7. Why do you think these broadcasting giants are turning to companies like LiveHive for new product offerings? Why are they not just building/deploying the products in-house?
There are a lot of moving parts in creating a synchronized interactive offering for TV broadcasts… There are really technical aspects to keep the content synchronized and timely, marketing aspects to build in the right viral mechanisms, and actual content creation challenges to match a show’s demographic to a particular mix of interactivity. Quite often, broadcasters have tried to pull together something like this on their own and the results have been pretty mediocre. Creating an interactive offering is quite different from creating TV content. Broadcasters are coming to us because they’ve witnessed our ability to pull together these complex projects, and they’re excited to leverage our expertise as part of their overall offering to viewers.
8. What opportunities do you see on the horizon for LiveHive?

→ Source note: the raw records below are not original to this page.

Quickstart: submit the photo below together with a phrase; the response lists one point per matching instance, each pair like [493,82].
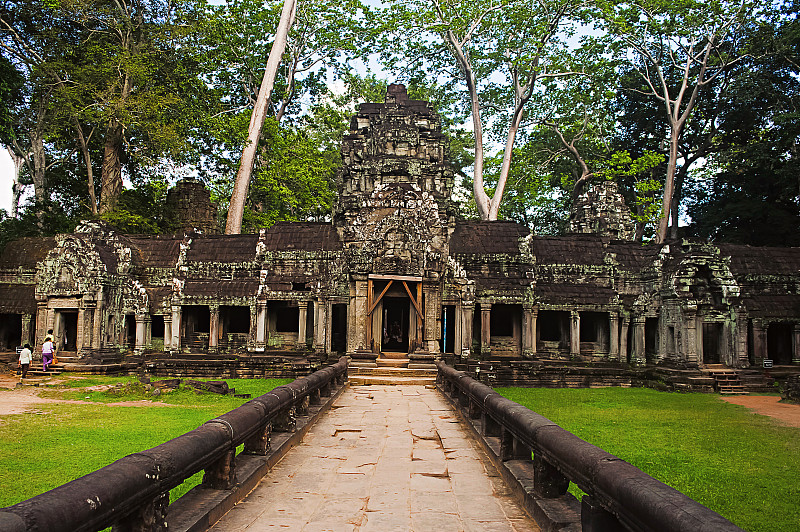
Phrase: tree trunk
[82,144]
[111,177]
[669,183]
[242,183]
[16,187]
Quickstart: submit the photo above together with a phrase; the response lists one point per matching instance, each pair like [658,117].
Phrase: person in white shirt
[25,357]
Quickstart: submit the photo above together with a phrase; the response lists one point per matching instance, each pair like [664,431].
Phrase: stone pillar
[97,326]
[432,319]
[575,333]
[760,351]
[486,329]
[261,325]
[690,317]
[320,306]
[613,344]
[175,344]
[28,330]
[638,355]
[529,313]
[467,311]
[796,344]
[141,331]
[213,327]
[623,339]
[302,323]
[80,334]
[357,317]
[328,326]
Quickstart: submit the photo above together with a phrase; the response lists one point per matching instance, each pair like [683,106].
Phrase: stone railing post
[151,517]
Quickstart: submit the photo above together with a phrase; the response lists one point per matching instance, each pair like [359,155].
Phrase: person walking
[47,352]
[25,358]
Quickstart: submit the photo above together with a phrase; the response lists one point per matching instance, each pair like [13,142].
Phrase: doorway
[395,324]
[712,343]
[68,330]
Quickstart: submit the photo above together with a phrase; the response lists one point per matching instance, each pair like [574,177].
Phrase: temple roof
[26,252]
[302,236]
[479,237]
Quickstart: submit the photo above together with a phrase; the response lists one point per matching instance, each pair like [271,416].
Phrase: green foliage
[712,451]
[294,179]
[621,167]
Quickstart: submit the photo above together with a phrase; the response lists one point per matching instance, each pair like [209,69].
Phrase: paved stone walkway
[384,458]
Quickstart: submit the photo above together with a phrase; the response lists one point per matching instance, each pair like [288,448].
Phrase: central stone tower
[394,216]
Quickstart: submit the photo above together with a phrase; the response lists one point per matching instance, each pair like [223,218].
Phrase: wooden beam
[375,303]
[413,300]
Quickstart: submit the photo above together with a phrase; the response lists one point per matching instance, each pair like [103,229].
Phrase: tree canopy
[690,106]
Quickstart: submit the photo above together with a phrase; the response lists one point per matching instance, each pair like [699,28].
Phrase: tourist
[25,357]
[47,352]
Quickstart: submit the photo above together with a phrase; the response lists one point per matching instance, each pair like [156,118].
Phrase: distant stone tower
[601,210]
[190,208]
[394,206]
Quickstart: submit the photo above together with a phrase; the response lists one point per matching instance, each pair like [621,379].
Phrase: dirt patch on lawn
[769,405]
[19,400]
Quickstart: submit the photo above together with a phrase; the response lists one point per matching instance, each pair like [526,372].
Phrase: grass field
[742,465]
[61,442]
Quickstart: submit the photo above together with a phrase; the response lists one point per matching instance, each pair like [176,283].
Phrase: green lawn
[60,442]
[742,465]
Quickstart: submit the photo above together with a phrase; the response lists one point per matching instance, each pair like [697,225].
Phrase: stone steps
[393,370]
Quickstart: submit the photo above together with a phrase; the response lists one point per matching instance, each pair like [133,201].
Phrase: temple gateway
[396,271]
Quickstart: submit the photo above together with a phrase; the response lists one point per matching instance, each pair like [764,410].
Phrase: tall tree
[692,42]
[242,182]
[499,52]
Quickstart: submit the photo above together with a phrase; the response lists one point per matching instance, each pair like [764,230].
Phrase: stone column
[319,325]
[638,355]
[28,330]
[760,341]
[432,319]
[623,339]
[213,327]
[467,311]
[302,323]
[141,341]
[167,333]
[575,333]
[261,325]
[328,326]
[690,317]
[529,331]
[175,344]
[486,329]
[796,344]
[613,343]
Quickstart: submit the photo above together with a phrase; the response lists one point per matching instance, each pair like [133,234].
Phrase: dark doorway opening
[448,340]
[395,324]
[712,343]
[69,332]
[130,330]
[339,328]
[779,343]
[10,331]
[651,339]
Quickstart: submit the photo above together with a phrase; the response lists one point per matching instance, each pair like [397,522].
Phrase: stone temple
[396,271]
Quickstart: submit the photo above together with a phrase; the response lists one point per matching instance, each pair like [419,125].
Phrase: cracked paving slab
[386,458]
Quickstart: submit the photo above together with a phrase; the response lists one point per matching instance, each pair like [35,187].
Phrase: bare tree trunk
[82,143]
[16,187]
[242,183]
[111,177]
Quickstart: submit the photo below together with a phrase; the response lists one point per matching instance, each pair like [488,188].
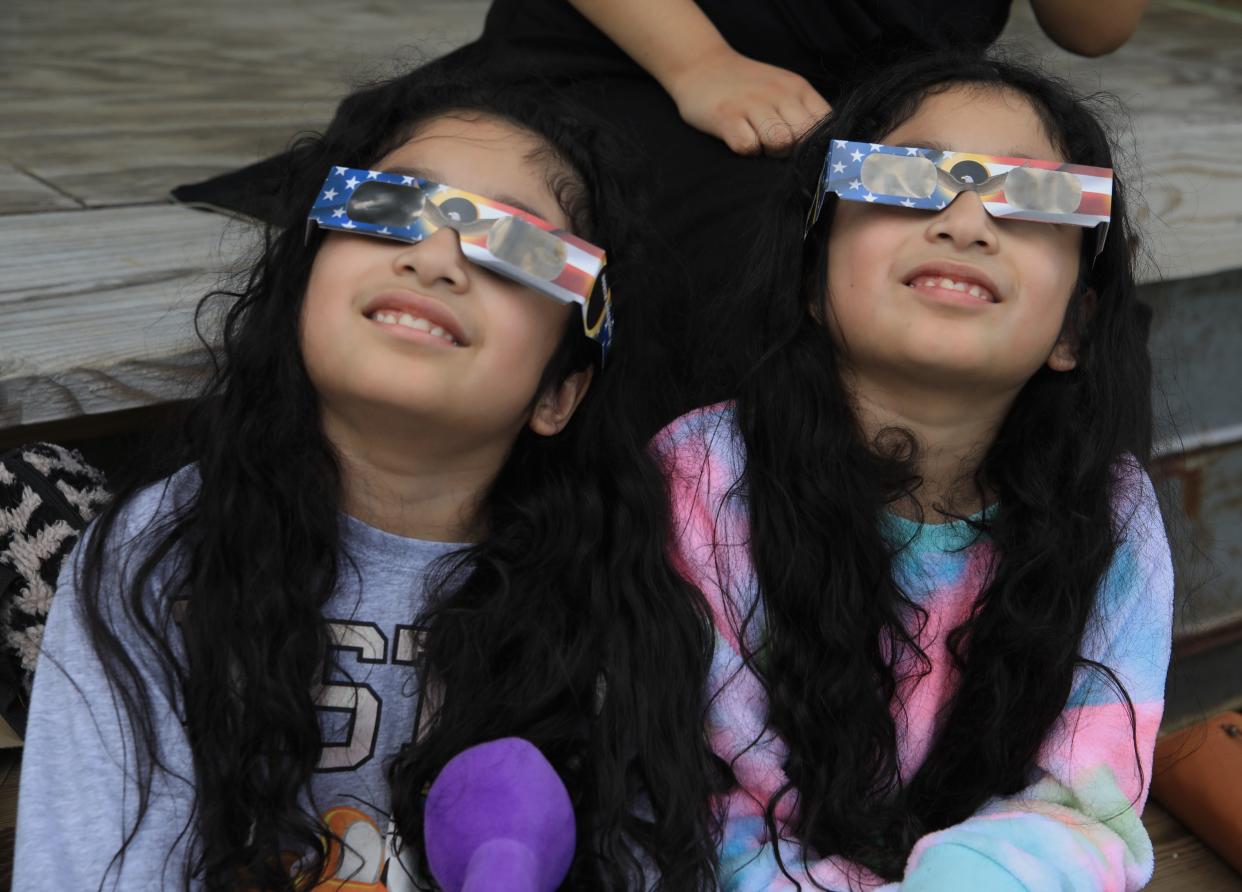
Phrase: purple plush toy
[498,818]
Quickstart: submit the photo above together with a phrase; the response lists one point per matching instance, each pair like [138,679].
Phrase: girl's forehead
[983,119]
[480,154]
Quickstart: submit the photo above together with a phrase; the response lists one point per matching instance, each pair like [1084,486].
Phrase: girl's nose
[965,222]
[436,259]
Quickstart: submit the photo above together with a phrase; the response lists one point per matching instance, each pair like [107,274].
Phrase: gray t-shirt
[76,805]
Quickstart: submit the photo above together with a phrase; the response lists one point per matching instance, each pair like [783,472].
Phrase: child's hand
[752,106]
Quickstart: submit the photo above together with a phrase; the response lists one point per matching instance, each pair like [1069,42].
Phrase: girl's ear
[557,405]
[1065,353]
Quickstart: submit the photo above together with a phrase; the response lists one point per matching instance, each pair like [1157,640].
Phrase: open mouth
[939,282]
[416,323]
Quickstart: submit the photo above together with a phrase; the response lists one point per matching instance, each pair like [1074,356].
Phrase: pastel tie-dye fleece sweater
[1074,828]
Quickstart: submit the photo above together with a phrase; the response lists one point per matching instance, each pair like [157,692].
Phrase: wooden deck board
[114,328]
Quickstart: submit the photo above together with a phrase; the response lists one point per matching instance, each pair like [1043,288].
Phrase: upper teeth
[414,322]
[954,285]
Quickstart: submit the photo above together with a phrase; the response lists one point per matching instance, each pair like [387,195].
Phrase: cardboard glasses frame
[930,179]
[492,235]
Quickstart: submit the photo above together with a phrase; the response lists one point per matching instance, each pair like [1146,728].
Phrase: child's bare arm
[1089,29]
[752,106]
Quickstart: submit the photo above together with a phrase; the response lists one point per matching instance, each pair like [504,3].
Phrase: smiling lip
[959,272]
[419,306]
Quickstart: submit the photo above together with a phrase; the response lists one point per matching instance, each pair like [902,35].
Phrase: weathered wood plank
[113,328]
[183,91]
[22,193]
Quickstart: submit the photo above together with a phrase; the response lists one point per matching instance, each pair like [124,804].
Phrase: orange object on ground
[1197,778]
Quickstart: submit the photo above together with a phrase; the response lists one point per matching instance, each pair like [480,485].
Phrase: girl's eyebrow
[425,174]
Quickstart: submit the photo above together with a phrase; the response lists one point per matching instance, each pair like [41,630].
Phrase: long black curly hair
[836,620]
[564,625]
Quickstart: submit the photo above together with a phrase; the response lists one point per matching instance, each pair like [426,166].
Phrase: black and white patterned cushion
[47,496]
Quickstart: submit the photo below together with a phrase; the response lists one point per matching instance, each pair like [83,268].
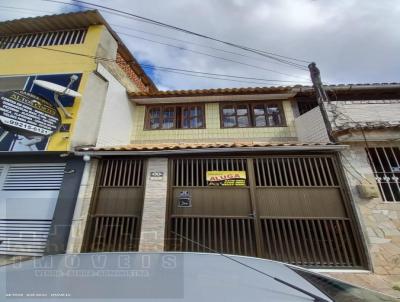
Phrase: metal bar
[328,235]
[319,182]
[249,223]
[295,222]
[96,222]
[115,233]
[238,236]
[288,249]
[336,246]
[349,242]
[309,235]
[244,237]
[344,247]
[140,173]
[321,231]
[280,252]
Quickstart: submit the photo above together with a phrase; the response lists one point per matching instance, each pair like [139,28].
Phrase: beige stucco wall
[380,222]
[310,127]
[213,131]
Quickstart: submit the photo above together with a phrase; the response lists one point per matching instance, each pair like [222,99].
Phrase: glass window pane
[185,123]
[241,110]
[260,121]
[154,112]
[169,112]
[228,110]
[154,123]
[259,110]
[243,121]
[195,111]
[196,122]
[229,121]
[168,123]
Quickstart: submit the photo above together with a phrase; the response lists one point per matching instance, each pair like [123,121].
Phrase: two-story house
[221,170]
[40,177]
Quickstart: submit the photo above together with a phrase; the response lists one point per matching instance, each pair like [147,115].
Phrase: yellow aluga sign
[226,178]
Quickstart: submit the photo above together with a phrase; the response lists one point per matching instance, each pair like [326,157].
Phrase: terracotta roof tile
[245,90]
[187,146]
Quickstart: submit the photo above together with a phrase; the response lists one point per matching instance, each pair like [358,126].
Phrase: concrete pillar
[154,207]
[82,207]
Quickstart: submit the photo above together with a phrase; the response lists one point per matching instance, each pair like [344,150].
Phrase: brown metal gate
[114,223]
[291,209]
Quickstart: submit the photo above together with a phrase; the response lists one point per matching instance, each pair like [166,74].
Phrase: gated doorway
[115,215]
[288,208]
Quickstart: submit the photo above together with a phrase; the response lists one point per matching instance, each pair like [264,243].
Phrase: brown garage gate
[289,208]
[114,222]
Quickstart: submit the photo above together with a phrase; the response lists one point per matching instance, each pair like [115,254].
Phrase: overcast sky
[352,41]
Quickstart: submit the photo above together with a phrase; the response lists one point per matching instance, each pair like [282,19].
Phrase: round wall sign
[25,113]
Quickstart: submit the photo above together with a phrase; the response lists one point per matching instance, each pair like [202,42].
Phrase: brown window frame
[250,113]
[178,116]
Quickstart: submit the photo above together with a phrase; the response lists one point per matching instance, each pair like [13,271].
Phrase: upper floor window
[252,115]
[52,38]
[175,117]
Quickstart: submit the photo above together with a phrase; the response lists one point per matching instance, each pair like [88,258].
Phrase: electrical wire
[209,55]
[167,69]
[271,55]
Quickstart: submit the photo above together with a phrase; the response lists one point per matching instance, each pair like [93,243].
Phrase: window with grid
[175,117]
[252,115]
[385,162]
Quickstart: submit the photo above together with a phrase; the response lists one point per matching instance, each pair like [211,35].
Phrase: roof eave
[211,150]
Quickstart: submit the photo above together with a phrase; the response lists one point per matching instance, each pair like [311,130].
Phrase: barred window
[52,38]
[175,117]
[252,115]
[385,162]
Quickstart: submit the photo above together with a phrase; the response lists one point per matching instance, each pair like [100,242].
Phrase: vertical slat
[344,247]
[285,235]
[349,241]
[306,247]
[330,242]
[319,182]
[244,236]
[293,245]
[328,169]
[298,240]
[310,237]
[96,227]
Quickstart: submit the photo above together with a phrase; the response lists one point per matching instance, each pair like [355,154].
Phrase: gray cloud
[352,41]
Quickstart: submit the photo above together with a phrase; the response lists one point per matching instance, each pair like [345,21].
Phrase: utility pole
[322,97]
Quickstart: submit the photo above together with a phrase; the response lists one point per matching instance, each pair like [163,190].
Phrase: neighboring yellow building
[212,127]
[39,176]
[55,47]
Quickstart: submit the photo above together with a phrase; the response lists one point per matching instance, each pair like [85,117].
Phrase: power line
[271,55]
[173,70]
[218,74]
[310,294]
[209,55]
[191,42]
[194,51]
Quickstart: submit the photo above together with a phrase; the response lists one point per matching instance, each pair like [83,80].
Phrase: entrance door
[290,208]
[28,197]
[218,218]
[114,222]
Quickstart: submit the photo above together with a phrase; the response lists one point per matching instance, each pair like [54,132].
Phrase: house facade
[366,119]
[40,177]
[251,171]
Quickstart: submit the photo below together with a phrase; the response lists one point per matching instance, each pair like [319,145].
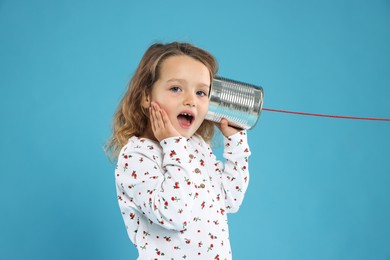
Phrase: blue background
[319,188]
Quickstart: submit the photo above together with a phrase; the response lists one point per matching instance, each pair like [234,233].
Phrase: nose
[190,100]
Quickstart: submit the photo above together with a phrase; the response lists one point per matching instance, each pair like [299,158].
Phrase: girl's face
[182,91]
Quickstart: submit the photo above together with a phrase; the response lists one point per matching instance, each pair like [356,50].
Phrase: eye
[175,89]
[201,93]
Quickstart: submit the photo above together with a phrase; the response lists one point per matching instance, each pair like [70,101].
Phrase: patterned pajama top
[174,196]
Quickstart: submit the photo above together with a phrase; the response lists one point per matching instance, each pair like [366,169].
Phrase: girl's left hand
[226,129]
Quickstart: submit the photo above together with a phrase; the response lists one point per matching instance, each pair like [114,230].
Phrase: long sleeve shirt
[174,195]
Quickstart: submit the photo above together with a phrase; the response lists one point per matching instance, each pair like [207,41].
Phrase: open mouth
[185,119]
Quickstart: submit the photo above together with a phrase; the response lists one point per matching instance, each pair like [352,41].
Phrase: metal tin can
[240,103]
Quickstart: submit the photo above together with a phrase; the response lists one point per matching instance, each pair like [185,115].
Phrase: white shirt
[174,197]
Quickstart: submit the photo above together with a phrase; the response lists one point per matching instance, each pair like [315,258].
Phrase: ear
[145,102]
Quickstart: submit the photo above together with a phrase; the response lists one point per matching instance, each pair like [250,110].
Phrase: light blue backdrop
[319,189]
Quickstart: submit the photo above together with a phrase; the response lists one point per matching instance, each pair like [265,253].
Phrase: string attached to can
[326,115]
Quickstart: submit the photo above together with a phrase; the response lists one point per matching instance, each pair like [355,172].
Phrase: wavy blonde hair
[130,118]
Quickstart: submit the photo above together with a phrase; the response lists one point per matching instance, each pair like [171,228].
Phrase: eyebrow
[182,81]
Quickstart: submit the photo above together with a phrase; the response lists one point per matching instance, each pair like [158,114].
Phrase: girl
[173,193]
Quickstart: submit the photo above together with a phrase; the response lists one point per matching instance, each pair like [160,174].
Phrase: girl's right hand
[161,125]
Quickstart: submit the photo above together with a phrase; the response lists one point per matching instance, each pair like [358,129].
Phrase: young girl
[173,193]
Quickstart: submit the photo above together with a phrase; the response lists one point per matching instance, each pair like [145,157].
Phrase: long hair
[130,118]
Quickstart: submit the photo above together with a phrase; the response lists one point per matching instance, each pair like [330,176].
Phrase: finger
[152,119]
[159,120]
[223,124]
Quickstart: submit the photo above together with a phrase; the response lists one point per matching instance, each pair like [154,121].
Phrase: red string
[325,115]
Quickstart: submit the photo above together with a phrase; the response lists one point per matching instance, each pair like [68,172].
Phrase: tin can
[240,103]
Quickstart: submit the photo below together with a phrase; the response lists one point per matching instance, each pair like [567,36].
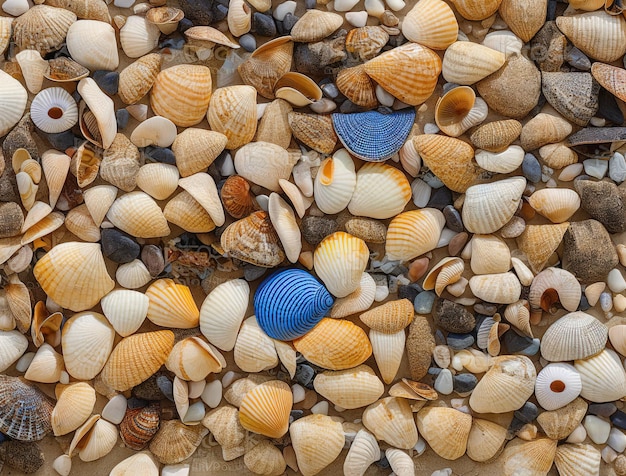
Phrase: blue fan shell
[372,136]
[289,303]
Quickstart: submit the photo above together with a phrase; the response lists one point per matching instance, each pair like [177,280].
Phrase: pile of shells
[313,237]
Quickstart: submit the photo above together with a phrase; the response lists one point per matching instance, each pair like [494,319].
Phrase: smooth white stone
[212,393]
[115,409]
[597,429]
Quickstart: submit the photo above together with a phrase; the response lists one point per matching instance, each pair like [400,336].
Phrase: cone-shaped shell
[449,159]
[265,409]
[74,275]
[335,344]
[488,207]
[413,233]
[381,191]
[409,72]
[431,23]
[339,261]
[136,358]
[506,386]
[317,441]
[182,93]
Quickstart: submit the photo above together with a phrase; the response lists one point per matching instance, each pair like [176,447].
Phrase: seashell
[413,233]
[25,410]
[232,112]
[186,109]
[409,72]
[557,385]
[223,311]
[265,409]
[602,376]
[101,106]
[488,207]
[172,305]
[552,285]
[315,25]
[485,440]
[74,275]
[253,240]
[125,310]
[137,214]
[315,131]
[596,34]
[13,102]
[267,65]
[394,191]
[467,63]
[390,419]
[506,386]
[431,23]
[137,78]
[72,408]
[277,164]
[175,441]
[449,159]
[136,358]
[317,441]
[54,22]
[339,261]
[372,136]
[528,457]
[92,44]
[254,350]
[334,344]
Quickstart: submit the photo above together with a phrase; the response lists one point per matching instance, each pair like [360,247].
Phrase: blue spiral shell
[289,303]
[372,136]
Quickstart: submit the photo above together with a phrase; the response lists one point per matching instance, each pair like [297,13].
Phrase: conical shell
[265,409]
[74,275]
[136,358]
[182,93]
[353,388]
[431,23]
[413,233]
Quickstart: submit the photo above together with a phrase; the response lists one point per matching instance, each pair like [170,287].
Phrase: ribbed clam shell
[25,410]
[335,344]
[431,23]
[414,233]
[136,358]
[335,182]
[73,408]
[352,388]
[182,93]
[381,191]
[172,305]
[409,72]
[390,419]
[74,275]
[265,409]
[372,136]
[488,207]
[445,429]
[223,311]
[557,385]
[289,303]
[506,386]
[317,441]
[576,335]
[125,309]
[339,261]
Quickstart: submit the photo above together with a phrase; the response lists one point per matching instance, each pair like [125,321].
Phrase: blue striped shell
[372,136]
[289,303]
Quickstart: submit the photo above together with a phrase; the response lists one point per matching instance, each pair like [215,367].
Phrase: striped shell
[290,303]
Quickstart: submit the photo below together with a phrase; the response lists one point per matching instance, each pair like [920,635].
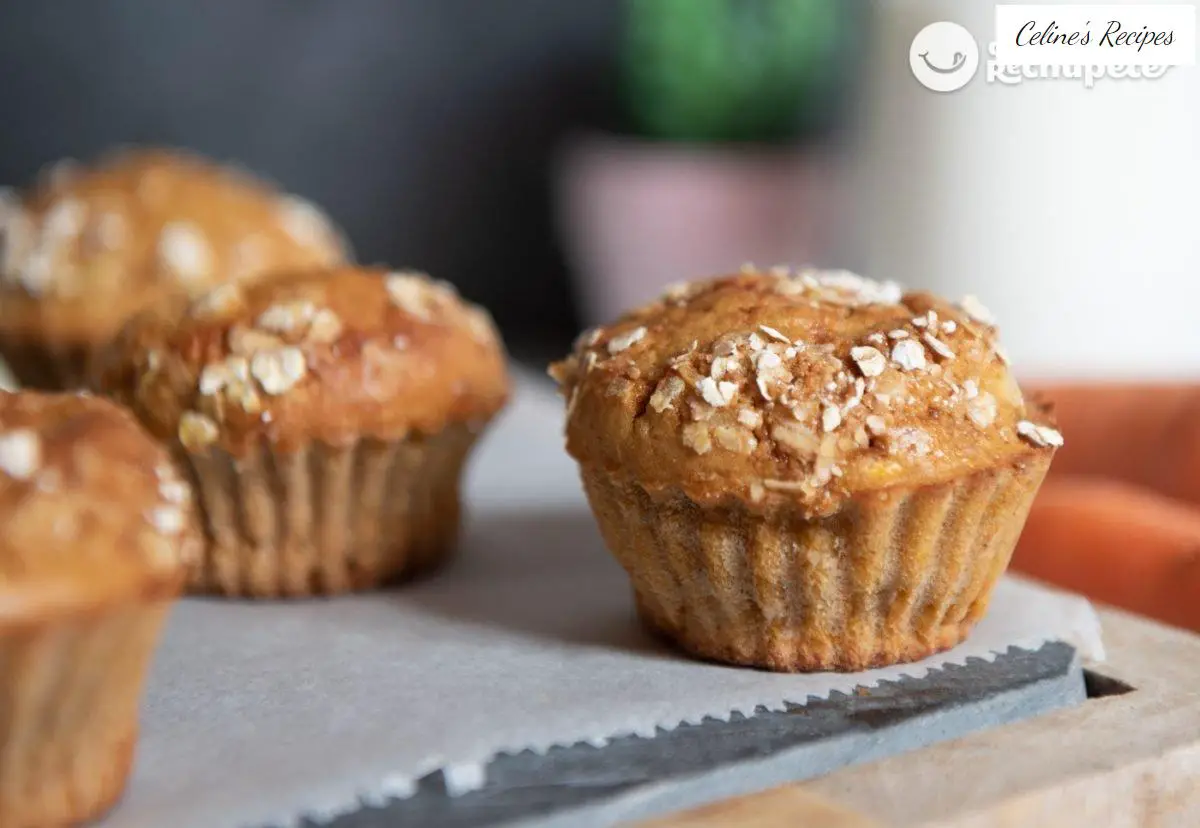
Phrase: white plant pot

Digital media is an amazing environment to be working in right now… The landscape has changed more in the past 12 months than it has in the previous 12 years which has created an incredible number of opportunities and challenges that need to be solved. The opportunities that are most exciting to us revolve around changes on the distribution and consumption side of things.
People are more in love with media than ever, but they’re accessing it on different devices and in different ways than we were five years ago. The center of LiveHive’s mission is to make this media content more interactive, social, and ultimately more valuable. As more media viewing moves online, or onto devices like iPhones and X-Boxes, that mission doesn’t change, but the ways to make that content interactive most definitely do change. We’re spending a lot of time with our clients right now thinking about these issues. It’s a pretty exciting intersection to be at.
9. What are some of the key hurdles you still need to overcome?
Over the past couple of years, we’ve spent more time than anyone else out there figuring out how to make TV content interactive and more social. We’ve really done a great job with sports, reality tv, and award shows - and we have the repeat business to prove it. But this type of programming is just a fraction of the content that’s on TV, and we instinctively know that viewers have the same passion and desire to socialize around other shows they’re watching, whether it’s late night TV, a primetime drama, or an afternoon soap opera. We’re still working on developing entertaining and compelling interactive elements for these show categories.